From that catastrophe came global change. Tankers worldwide are now double-hulled and there are comprehensive training and verification standards for crews. Despite an increase in crude cargos, the rate and severity of tanker spills has dropped more than 10-fold. And 33 years later, at the epicenter of that terrible event, is one of the largest comprehensive prevention and response operations in the world, the Ship Escort and Response Vessel System: SERVS.

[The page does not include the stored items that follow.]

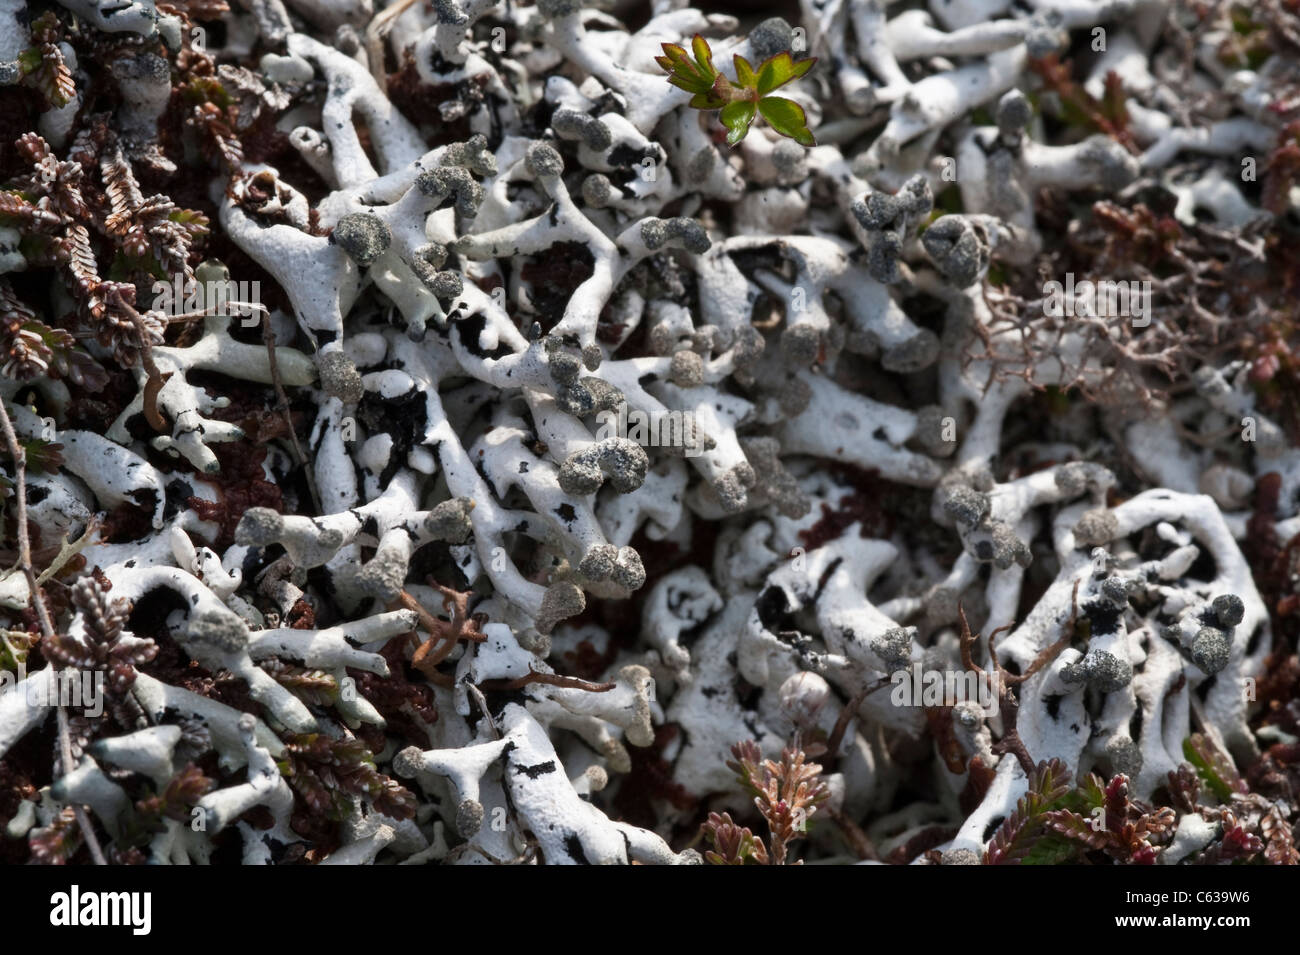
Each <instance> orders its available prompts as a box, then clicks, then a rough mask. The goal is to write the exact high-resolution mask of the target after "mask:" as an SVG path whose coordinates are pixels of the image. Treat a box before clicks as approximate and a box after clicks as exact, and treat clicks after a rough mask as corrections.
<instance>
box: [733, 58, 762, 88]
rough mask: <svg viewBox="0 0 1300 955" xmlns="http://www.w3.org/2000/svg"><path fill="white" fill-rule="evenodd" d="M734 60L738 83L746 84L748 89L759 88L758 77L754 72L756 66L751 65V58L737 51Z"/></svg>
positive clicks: (745, 86) (740, 83)
mask: <svg viewBox="0 0 1300 955" xmlns="http://www.w3.org/2000/svg"><path fill="white" fill-rule="evenodd" d="M732 62H735V64H736V83H737V86H744V87H745V88H746V90H757V88H758V77H757V74H755V73H754V68H753V66H750V65H749V60H746V58H745V57H742V56H741V55H740V53H736V55H735V56H733V57H732Z"/></svg>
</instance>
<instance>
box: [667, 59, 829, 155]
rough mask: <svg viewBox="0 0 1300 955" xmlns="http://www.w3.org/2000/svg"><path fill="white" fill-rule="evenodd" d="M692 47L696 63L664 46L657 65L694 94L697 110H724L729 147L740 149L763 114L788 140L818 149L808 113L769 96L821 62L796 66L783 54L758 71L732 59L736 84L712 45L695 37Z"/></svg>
mask: <svg viewBox="0 0 1300 955" xmlns="http://www.w3.org/2000/svg"><path fill="white" fill-rule="evenodd" d="M690 47H692V51H693V52H694V55H695V56H694V58H693V60H692V57H690V53H688V52H686V51H685V49H684V48H682V47H679V45H677V44H676V43H664V44H663V52H664V56H656V57H655V62H656V64H659V65H660V66H662V68H663V69H664V71H667V73H668V82H669V83H671V84H672V86H675V87H677V88H679V90H685V91H686V92H689V94H693V96H692V97H690V105H692V107H694V108H695V109H718V110H722V112H720V113H719V118H720V120H722V121H723V126H725V127H727V144H728V146H736V144H737V143H740V140H742V139H744V138H745V135H746V134H748V133H749V127H750V125H751V123H753V122H754V117H755V116H758V114H762V117H763V118H764V120H767V122H768V123H770V125H771V127H772V129H774V130H776V131H777V133H780V134H781V135H783V136H789V138H790V139H793V140H794V142H796V143H800V144H801V146H816V140H815V139H814V138H813V134H811V133H810V131H809V125H807V116H805V113H803V108H802V107H801V105H800V104H798V103H796V101H794V100H788V99H785V97H784V96H771V95H770V94H771V92H772V91H774V90H779V88H781V87H783V86H785V84H787V83H789V82H793V81H796V79H798V78H800V77H802V75H803V74H805V73H807V71H809V70H810V69H813V64H815V62H816V57H811V58H809V60H800V61H798V62H794V60H792V58H790V55H789V53H784V52H783V53H777V55H776V56H770V57H768V58H767V60H764V61H763V62H762V65H761V66H759V68H758V69H757V70H755V69H754V68H753V66H750V65H749V61H748V60H746V58H745V57H742V56H741V55H740V53H737V55H736V56H735V57H732V58H733V61H735V64H736V82H735V83H733V82H732V81H731V79H728V78H727V77H725V75H724V74H722V73H719V71H718V68H716V66H714V51H712V49H711V48H710V47H708V40H706V39H705V38H703V36H701V35H699V34H695V35H694V38H692V40H690Z"/></svg>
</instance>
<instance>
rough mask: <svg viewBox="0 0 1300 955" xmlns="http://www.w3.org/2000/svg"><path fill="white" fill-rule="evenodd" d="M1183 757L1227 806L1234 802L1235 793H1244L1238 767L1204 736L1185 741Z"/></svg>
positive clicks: (1223, 803)
mask: <svg viewBox="0 0 1300 955" xmlns="http://www.w3.org/2000/svg"><path fill="white" fill-rule="evenodd" d="M1183 755H1184V756H1186V758H1187V761H1188V763H1191V764H1192V765H1193V767H1196V773H1197V776H1200V777H1201V781H1203V782H1204V783H1205V785H1206V787H1208V789H1209V790H1210V791H1212V793H1214V795H1216V796H1217V798H1218V800H1219V802H1221V803H1223V804H1225V806H1226V804H1227V803H1230V802H1231V800H1232V793H1234V791H1244V787H1243V786H1242V785H1240V780H1242V777H1240V776H1238V773H1236V767H1234V765H1232V761H1231V760H1230V759H1229V758H1227V756H1225V755H1223V754H1222V752H1219V750H1218V747H1217V746H1214V743H1213V742H1210V739H1209V738H1208V737H1205V735H1204V734H1201V733H1193V734H1192V735H1190V737H1188V738H1187V739H1184V741H1183Z"/></svg>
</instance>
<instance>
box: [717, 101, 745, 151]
mask: <svg viewBox="0 0 1300 955" xmlns="http://www.w3.org/2000/svg"><path fill="white" fill-rule="evenodd" d="M719 118H722V121H723V126H725V127H727V129H728V133H727V146H736V144H737V143H738V142H740V140H742V139H744V138H745V135H746V134H748V133H749V125H750V123H751V122H754V104H753V103H750V101H749V100H736V101H735V103H728V104H727V105H725V107H723V110H722V113H719Z"/></svg>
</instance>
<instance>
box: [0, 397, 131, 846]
mask: <svg viewBox="0 0 1300 955" xmlns="http://www.w3.org/2000/svg"><path fill="white" fill-rule="evenodd" d="M0 429H3V430H4V438H5V443H6V444H8V446H9V453H10V455H12V456H13V469H14V498H16V500H17V505H18V507H17V509H18V515H17V521H18V563H19V564H21V565H22V573H23V577H26V578H27V590H29V594H30V596H31V605H32V608H34V609H35V611H36V618H38V620H39V621H40V631H42V634H43V635H44V637H45V638H47V639H53V637H55V624H53V621H52V620H51V618H49V609H48V608H47V607H45V600H44V596H43V595H42V592H40V585H39V583H38V582H36V570H35V568H34V567H32V565H31V538H30V537H29V534H27V455H26V452H25V451H23V448H22V446H21V444H19V443H18V435H17V434H16V433H14V430H13V421H10V420H9V409H8V408H6V407H5V403H4V401H3V400H0ZM55 713H56V716H57V720H59V752H60V764H61V765H62V769H64V773H65V774H66V773H68V772H70V770H72V768H73V745H72V737H70V734H69V732H68V713H66V712H65V711H64V707H62V704H59V706H57V707H56V708H55ZM73 813H74V815H75V816H77V825H78V826H79V828H81V830H82V838H83V839H85V841H86V846H87V848H88V850H90V854H91V858H92V859H94V860H95V864H96V865H107V864H108V863H107V860H105V859H104V850H103V848H100V845H99V839H98V838H96V835H95V828H94V826H92V825H91V821H90V817H88V816H87V815H86V809H85V808H82V807H81V806H74V807H73Z"/></svg>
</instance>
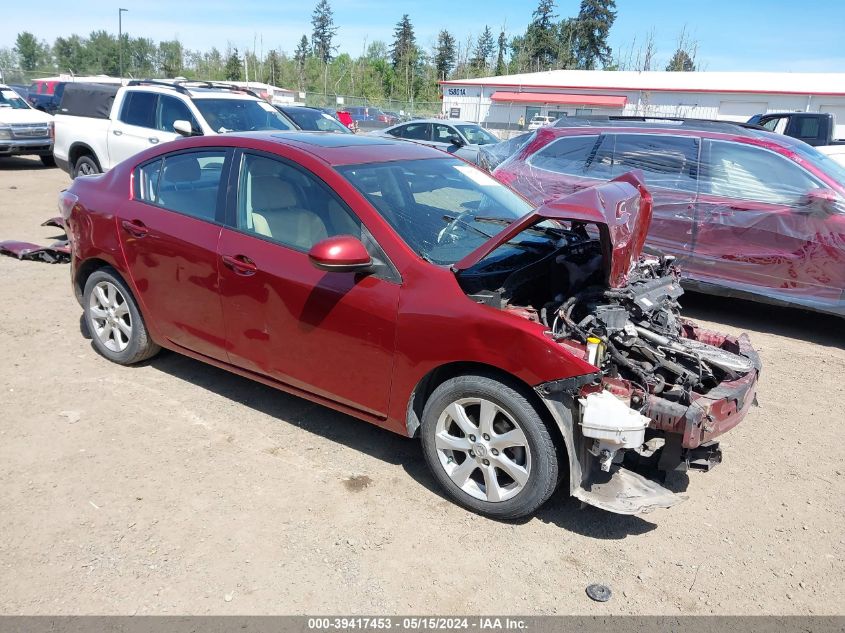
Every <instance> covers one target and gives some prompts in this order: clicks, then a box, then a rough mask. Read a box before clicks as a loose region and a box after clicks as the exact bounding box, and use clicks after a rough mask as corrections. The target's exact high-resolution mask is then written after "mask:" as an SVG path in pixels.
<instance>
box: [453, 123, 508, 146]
mask: <svg viewBox="0 0 845 633" xmlns="http://www.w3.org/2000/svg"><path fill="white" fill-rule="evenodd" d="M455 127H456V128H458V129H459V130H460V131H461V134H463V135H464V136H465V137H466V139H467V140H468V141H469V142H470V144H471V145H492V144H493V143H498V142H499V139H497V138H496V137H495V136H493V135H492V134H490V132H488V131H487V130H485V129H484V128H483V127H481V126H480V125H456V126H455Z"/></svg>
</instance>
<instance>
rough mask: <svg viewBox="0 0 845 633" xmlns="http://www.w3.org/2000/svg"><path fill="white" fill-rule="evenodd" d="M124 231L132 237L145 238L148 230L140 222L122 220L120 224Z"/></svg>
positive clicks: (133, 220)
mask: <svg viewBox="0 0 845 633" xmlns="http://www.w3.org/2000/svg"><path fill="white" fill-rule="evenodd" d="M121 225H122V226H123V228H124V230H125V231H126V232H127V233H129V234H130V235H132V236H134V237H146V236H147V233H149V232H150V230H149V229H148V228H147V227H146V226H144V223H143V222H141V221H140V220H132V221H131V222H130V221H129V220H124V221H123V222H121Z"/></svg>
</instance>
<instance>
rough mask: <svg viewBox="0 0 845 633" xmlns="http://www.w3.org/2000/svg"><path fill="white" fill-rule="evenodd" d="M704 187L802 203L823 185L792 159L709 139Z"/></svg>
mask: <svg viewBox="0 0 845 633" xmlns="http://www.w3.org/2000/svg"><path fill="white" fill-rule="evenodd" d="M704 156H705V158H704V160H702V163H701V191H702V193H709V194H711V195H715V196H721V197H725V198H736V199H740V200H754V201H758V202H765V203H769V204H784V205H799V204H801V203H802V200H803V199H804V197H805V196H806V195H807V192H809V191H810V190H811V189H816V188H818V187H820V186H821V185H820V184H819V183H818V182H817V181H816V180H815V179H814V178H813V177H812V176H810V175H809V174H808V173H807V172H805V171H804V170H803V169H802V168H801V167H799V166H798V165H796V164H795V163H793V162H792V161H791V160H789V159H787V158H785V157H783V156H780V155H778V154H775V153H774V152H770V151H768V150H766V149H763V148H760V147H754V146H752V145H746V144H743V143H731V142H726V141H710V140H708V141H705V153H704Z"/></svg>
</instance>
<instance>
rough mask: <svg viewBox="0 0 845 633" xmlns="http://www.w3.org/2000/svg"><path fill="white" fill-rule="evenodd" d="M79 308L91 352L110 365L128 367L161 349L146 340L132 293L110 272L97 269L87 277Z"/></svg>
mask: <svg viewBox="0 0 845 633" xmlns="http://www.w3.org/2000/svg"><path fill="white" fill-rule="evenodd" d="M82 305H83V309H84V311H85V313H84V318H85V325H86V326H87V327H88V331H89V333H90V334H91V341H92V343H93V344H94V348H95V349H96V350H97V351H98V352H99V353H100V354H101V355H103V356H105V357H106V358H108V359H109V360H110V361H112V362H114V363H117V364H119V365H132V364H134V363H139V362H141V361H143V360H146V359H148V358H151V357H153V356H155V355H156V354H157V353H158V352H159V350H160V349H161V348H160V347H159V346H158V345H156V344H155V343H154V342H153V340H152V339H151V338H150V335H149V333H148V332H147V327H146V325H145V324H144V319H143V317H142V316H141V313H140V311H139V310H138V305H137V304H136V303H135V298H134V297H133V296H132V292H131V291H130V290H129V288H128V287H127V286H126V284H125V283H124V282H123V280H122V279H121V278H120V275H118V274H117V272H116V271H115V270H114V269H112V268H101V269H99V270H97V271H94V272H93V273H92V274H91V276H90V277H88V280H87V281H86V282H85V290H84V291H83V293H82Z"/></svg>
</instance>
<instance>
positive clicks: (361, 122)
mask: <svg viewBox="0 0 845 633" xmlns="http://www.w3.org/2000/svg"><path fill="white" fill-rule="evenodd" d="M346 111H347V112H349V115H350V116H351V117H352V120H353V121H355V122H357V123H358V126H359V127H361V128H370V129H374V128H380V127H387V126H388V125H395V124H396V123H398V122H399V119H397V118H396V117H392V116H390V115H388V114H386V113H385V112H383V111H382V110H381V109H379V108H374V107H372V106H351V107H348V108H346Z"/></svg>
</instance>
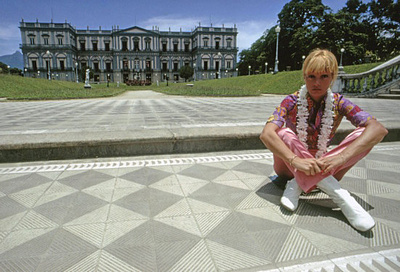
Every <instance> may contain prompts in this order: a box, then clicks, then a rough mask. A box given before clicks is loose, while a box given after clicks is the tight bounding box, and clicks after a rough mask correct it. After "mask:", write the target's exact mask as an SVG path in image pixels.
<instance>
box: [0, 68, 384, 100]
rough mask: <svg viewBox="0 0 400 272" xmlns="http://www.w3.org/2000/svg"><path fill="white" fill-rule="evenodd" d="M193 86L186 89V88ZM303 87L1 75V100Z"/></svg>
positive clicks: (283, 90)
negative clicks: (167, 83)
mask: <svg viewBox="0 0 400 272" xmlns="http://www.w3.org/2000/svg"><path fill="white" fill-rule="evenodd" d="M379 64H380V63H372V64H362V65H355V66H345V72H347V73H349V74H352V73H359V72H364V71H368V70H370V69H372V68H373V67H375V66H377V65H379ZM189 83H190V84H193V86H188V85H187V84H189ZM302 84H303V80H302V75H301V71H290V72H279V73H277V74H275V75H272V74H268V75H265V74H261V75H251V76H240V77H232V78H222V79H214V80H204V81H195V82H187V83H171V82H169V84H168V86H166V83H165V82H162V83H160V85H159V86H156V85H155V84H153V85H152V86H143V87H130V86H126V85H125V84H120V85H119V86H117V84H116V83H111V84H110V87H107V85H106V83H102V84H91V86H92V88H91V89H85V88H84V87H83V86H84V83H76V82H67V81H58V80H52V81H49V80H46V79H39V78H24V77H21V76H13V75H7V74H0V98H7V99H8V100H40V99H42V100H44V99H79V98H95V97H109V96H115V95H118V94H121V93H123V92H125V91H127V90H149V89H150V90H154V91H157V92H161V93H165V94H171V95H188V96H258V95H260V94H289V93H292V92H294V91H295V90H296V89H298V88H299V87H300V86H301V85H302Z"/></svg>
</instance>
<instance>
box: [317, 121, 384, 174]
mask: <svg viewBox="0 0 400 272" xmlns="http://www.w3.org/2000/svg"><path fill="white" fill-rule="evenodd" d="M387 134H388V131H387V129H386V128H385V127H384V126H383V125H382V124H381V123H379V122H378V121H377V120H375V119H370V120H368V121H367V122H366V123H365V130H364V131H363V133H361V135H360V137H358V138H357V139H356V140H354V142H352V143H351V144H350V145H349V146H348V147H347V148H346V149H345V150H343V151H342V152H341V153H340V154H338V155H336V156H332V157H324V158H321V159H319V160H318V164H319V166H320V167H321V168H322V169H323V170H324V172H325V173H327V172H329V171H330V170H331V169H333V168H335V167H337V166H340V165H343V164H345V163H346V162H347V161H348V160H349V159H350V158H351V157H353V156H357V155H359V154H361V153H363V152H364V151H367V150H369V149H371V148H372V147H374V146H375V145H376V144H378V143H379V142H380V141H382V139H383V138H384V137H385V136H386V135H387Z"/></svg>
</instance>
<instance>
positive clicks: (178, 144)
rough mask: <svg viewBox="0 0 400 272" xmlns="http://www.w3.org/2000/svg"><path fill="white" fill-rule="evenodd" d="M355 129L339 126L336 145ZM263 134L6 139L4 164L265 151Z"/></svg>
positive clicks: (32, 137)
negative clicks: (240, 151) (181, 154)
mask: <svg viewBox="0 0 400 272" xmlns="http://www.w3.org/2000/svg"><path fill="white" fill-rule="evenodd" d="M353 129H354V128H350V127H349V126H344V128H340V127H339V129H338V130H337V133H336V135H335V138H334V139H333V142H332V144H333V145H336V144H338V143H340V141H342V140H343V139H344V138H345V137H346V136H347V135H348V134H349V133H350V132H351V131H352V130H353ZM387 129H388V130H389V134H388V135H387V136H386V137H385V139H384V140H383V142H392V141H398V140H399V139H400V127H387ZM261 131H262V127H261V128H260V127H214V128H207V129H205V128H191V129H185V128H179V129H173V130H172V129H164V130H147V131H140V132H130V131H122V132H102V133H99V132H86V133H62V134H46V135H25V136H18V137H15V136H6V137H4V142H6V143H9V144H0V163H11V162H27V161H48V160H67V159H88V158H106V157H127V156H143V155H165V154H183V153H204V152H218V151H235V150H256V149H265V146H264V145H263V144H262V142H261V141H260V139H259V135H260V133H261ZM7 138H8V139H7Z"/></svg>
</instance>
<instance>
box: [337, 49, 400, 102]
mask: <svg viewBox="0 0 400 272" xmlns="http://www.w3.org/2000/svg"><path fill="white" fill-rule="evenodd" d="M399 81H400V56H397V57H396V58H393V59H391V60H389V61H387V62H385V63H384V64H382V65H379V66H378V67H375V68H374V69H372V70H370V71H367V72H364V73H360V74H344V73H343V74H341V73H339V75H338V80H337V82H336V83H335V86H334V88H335V89H336V91H337V92H339V93H343V94H347V95H351V96H360V97H375V96H377V95H378V94H379V93H386V92H388V91H389V89H390V87H391V86H392V85H394V84H398V83H399Z"/></svg>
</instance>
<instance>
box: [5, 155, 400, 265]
mask: <svg viewBox="0 0 400 272" xmlns="http://www.w3.org/2000/svg"><path fill="white" fill-rule="evenodd" d="M396 152H399V151H396ZM399 153H400V152H399ZM380 158H383V156H382V154H381V153H379V152H375V153H374V152H371V154H370V155H369V156H368V157H367V159H364V160H363V161H361V162H360V163H358V164H357V165H356V166H355V167H354V168H353V169H352V170H351V171H350V172H349V173H348V175H346V176H345V178H344V179H343V181H342V186H343V187H345V188H346V189H348V190H349V191H350V192H351V193H352V194H353V196H354V197H355V198H356V200H357V201H358V202H359V203H360V204H361V205H362V206H364V207H365V208H366V209H367V210H368V212H370V213H371V214H372V215H373V216H374V217H375V219H376V222H377V224H376V226H375V228H374V229H373V230H372V231H371V232H369V233H365V234H362V233H359V232H357V231H356V230H354V229H353V228H352V227H351V226H350V225H349V223H348V222H347V220H346V219H345V217H344V216H343V214H342V213H341V212H340V211H338V210H337V209H335V207H334V205H332V201H331V200H330V199H329V197H327V196H326V195H325V194H324V193H315V194H309V195H304V196H302V197H301V200H300V203H299V207H298V209H297V210H296V211H295V212H288V211H286V210H285V209H283V208H282V207H281V206H280V203H279V201H280V197H281V195H282V190H281V189H279V188H277V187H276V186H275V185H274V184H272V183H271V182H270V180H269V178H268V177H269V176H271V175H272V174H273V169H272V165H271V162H270V161H267V160H265V159H264V158H263V157H260V159H259V160H256V159H254V156H253V157H251V158H249V159H242V160H237V159H236V158H235V160H232V161H229V160H226V161H223V162H221V161H218V160H212V159H210V158H207V159H204V160H203V159H202V160H190V159H186V160H185V162H184V163H182V161H183V160H182V161H179V164H177V162H178V161H176V160H171V164H170V165H168V163H169V162H168V160H163V161H161V163H159V164H157V163H155V164H153V161H143V162H141V161H138V162H137V163H132V165H133V166H132V167H129V166H128V165H130V164H124V163H118V164H107V163H105V164H98V165H97V164H96V165H97V166H96V167H95V165H94V164H87V165H79V164H78V163H77V164H74V165H71V168H68V167H65V168H64V170H63V171H61V172H48V173H47V172H46V173H27V174H0V270H5V271H7V270H10V268H11V267H18V268H20V269H22V270H25V271H31V270H38V271H45V270H52V271H53V270H62V271H79V270H81V271H96V270H97V271H228V270H242V269H243V270H260V269H261V270H262V268H264V267H271V265H277V266H279V265H280V264H286V263H290V264H293V263H300V262H305V261H307V260H312V259H315V258H320V257H324V256H327V255H330V254H334V255H335V256H337V255H339V256H340V255H342V256H345V255H349V254H352V252H357V251H360V250H361V251H363V250H371V249H372V250H374V249H376V248H382V247H388V246H389V247H395V246H397V245H398V244H400V219H398V217H396V216H393V215H394V214H397V211H398V206H399V195H400V186H399V183H398V179H397V180H395V177H397V176H398V172H399V171H397V170H396V169H397V167H398V164H396V163H394V162H395V161H396V159H398V160H399V161H400V154H399V156H396V155H393V154H392V155H391V159H392V160H391V161H390V160H384V159H383V160H382V161H381V162H385V163H386V162H387V163H390V164H391V166H390V167H385V166H384V164H383V165H381V166H382V167H377V166H376V165H375V164H374V162H377V161H379V159H380ZM196 161H203V162H196ZM101 165H104V167H103V168H102V166H101ZM110 165H111V166H110ZM112 165H114V166H112ZM121 165H122V166H121ZM157 165H158V166H157ZM116 167H123V168H120V169H118V168H116ZM68 169H69V170H68ZM382 174H384V175H385V176H384V177H383V176H382V177H380V176H379V175H382ZM38 249H39V250H38Z"/></svg>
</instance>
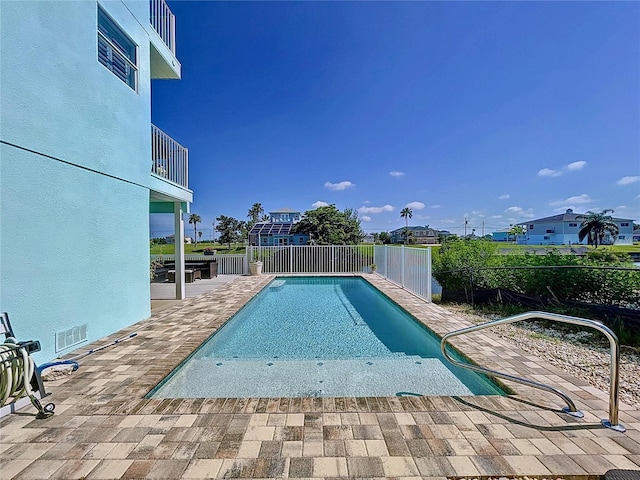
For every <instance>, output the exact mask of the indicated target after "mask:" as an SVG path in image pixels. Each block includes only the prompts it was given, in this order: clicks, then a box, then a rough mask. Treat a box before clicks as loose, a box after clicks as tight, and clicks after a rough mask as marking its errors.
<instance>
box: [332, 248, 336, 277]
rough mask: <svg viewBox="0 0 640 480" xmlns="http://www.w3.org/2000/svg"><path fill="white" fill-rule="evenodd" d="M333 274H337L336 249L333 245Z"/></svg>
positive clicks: (332, 252) (332, 254) (332, 255)
mask: <svg viewBox="0 0 640 480" xmlns="http://www.w3.org/2000/svg"><path fill="white" fill-rule="evenodd" d="M331 273H336V248H335V246H334V245H331Z"/></svg>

The equipment and training here are purpose-built and world-class and our people are capable and passionate protectors of Prince William Sound. I am proud to lead a team with this mission and ownership. And that ownership fosters a culture of continuous improvement; we must work every day to be better and learn from where we have been. It’s not enough to prepare for the incidents of the past; we must anticipate and prepare for new – unthinkable – risks.
And even as we march forward with progress, we must never forget the lessons and tragedies of 1989. Those images that still linger are a powerful motivation to do everything in our power to prevent oil spills, and be ready to respond aggressively if the unthinkable happens.